I have a half dozen of these machines that are all very inexpensive and perfect for a company that believes in Lean manufacturing. The first couple of machines will take a few more strokes but after you learn who to do business with the rest are really easy. I'll use the guys across the street to develop the prototype then I plan to shop the machine to Castle Machinery. They already have the lawyers on staff and the technological know-how to bring this to market. My role is just the idea.

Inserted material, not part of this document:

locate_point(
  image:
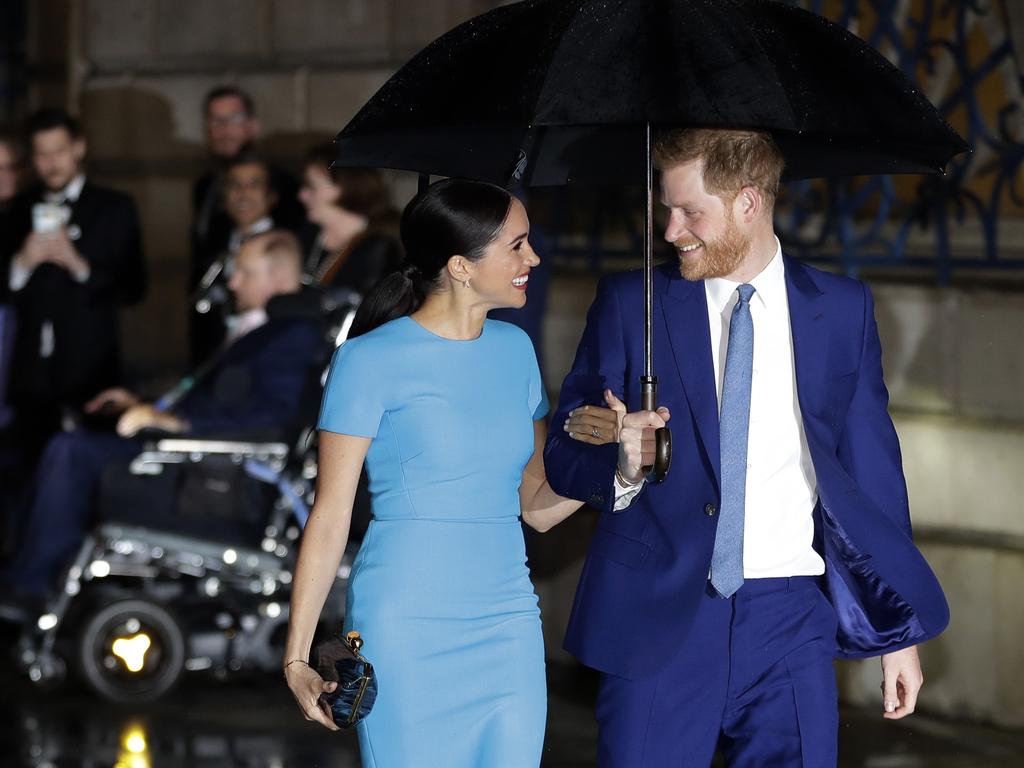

If I understand correctly you size the door to the opening with the slider then want to take off a millimeter or so all the way around for clearance? If that is the case the simplest low tech method would be to use the shaper with a split fence and feeder. I had a couple old cabinet doors and set the shaper up to remove 1mm using an 80mm diameter Oertli spiral insert head we use for pattern shaping. I did half the fir door conventional cutting and the alder door climb cutting. You can see the chipping from the leading edge of climb cutting. The end grain cuts I did yesterday were better with the larger diameter rebate cutter. The spiral insert leaves faint lines but they disappear with a little sanding. This is interesting with the end grain being cleaner with climb cutting. With a hand router it usually pulls the end grain with a climb cut - must be the larger diameter. We normally don't do any climb cutting with the shaper but removing only 1 mm is not too dangerous.